Furthermore, a position sensor 35 is provided, preferably integrated in the linear actuator, according to FIG. 5 in the spindle driver 31, preferably comprising an angular position sensor, preferably comprising an absolute angular position sensor. Information about the momentary extension length of the linear actuator, i.e. about the distance of the joint parts 30a and 30b, can be retrieved at an output A₃₃. By controlling each of the provided linear actuators 31 according to FIG. 4, any relative position between the mentioned standards 1, 10 can be freely selected, limited practically only by structural factors. There are six linear actuators 31 in FIG. 4, which is a good embodiment. The linear actuators are furthermore joined to a standard, according to FIG. 4 to the imager holder 10 by way of example, so that the joints form an even-numbered n-angle, where n is an even number, this number being six according to FIG. 4. Furthermore, this n-angle in a good embodiment forms at least approximately a regular polygon, i.e. its side lengths and inside angles are equivalent.
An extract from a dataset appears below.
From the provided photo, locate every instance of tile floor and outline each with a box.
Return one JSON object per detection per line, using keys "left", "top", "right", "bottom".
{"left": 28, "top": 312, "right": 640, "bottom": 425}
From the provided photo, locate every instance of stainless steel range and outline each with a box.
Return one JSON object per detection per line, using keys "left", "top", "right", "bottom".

FIG. 4 shows a good embodiment of the linear actuator arrangement. Furthermore, both standards can form, with the joints of the linear actuators, polygons with a same number of corners or even, by consolidated assembly of the joints of only certain linear actuators, the number of angles of the polygon of the one standard can be freely chosen to be smaller than that of the other standard. Furthermore, the polygons defined by the joints to the respective standards can also be executed to be not approximately regular, i.e. with the same side length and same inner angles. It is however advantageous for the linear actuators of one of the standards according to FIG. 4 to be coupled together to the lens board 1, as they need to travel merely required lengths and do not have to travel extremely accurate time-dependent trajectories that are synchronized with the trajectories of the other linear actuators.

On the other standard—1—the joint parts of two linear actuators 31 according to FIG. 4 are coupled respectively together so that the mentioned joints form there a n/2-angle, i.e. a polygon with half the number of angles as compared with the polygon at the other standard. In the case of a hexahedron at one standard—10—a triangle will consequently be formed as a result on the other standard. The linear actuators 31 used are preferably all the same.
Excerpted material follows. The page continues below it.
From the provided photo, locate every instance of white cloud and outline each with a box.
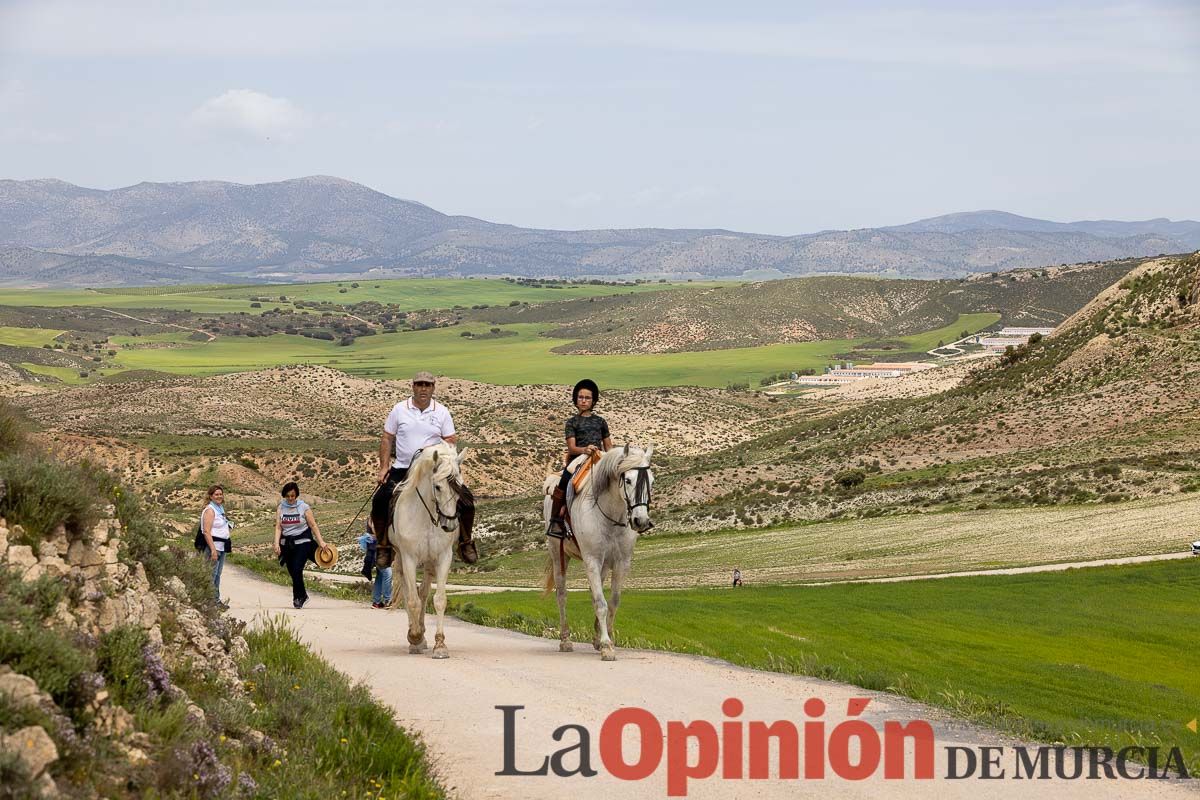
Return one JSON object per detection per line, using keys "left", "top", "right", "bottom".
{"left": 189, "top": 89, "right": 308, "bottom": 141}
With respect to the fixed assembly of the system represented in FIG. 4 onto the system base of the camera system resp. onto the camera body, the following applies:

In the case of a view camera, the imager holder 10 according to the standard T₂ from FIG. 3 can be mounted either onto the system base or onto the lens board 1. In the case of a camera in which the lens is permanently installed, such as a compact camera, the lens holder is mounted in relation to the camera body, if necessary so that it can be moved in translation in the direction of the focal axis, and the imager holder 10 is operatively connected with the lens holder 1 through the driver array, i.e. the linear actuators 31, for performing whatever tumbling motion is desired as represented in FIG. 4. Taking as a starting point for example in FIG. 4 a lens board 1 mounted in relation to the system base, it is possible in this connection, by means of the driver array 27 formed by the linear actuators 31, to pivot the imager holder around any axis in the image plane E_B to any desired degree. This is possible by respectively controlling accordingly the driver array 27 provided, namely in FIG. 4 the six linear actuators 31 provided.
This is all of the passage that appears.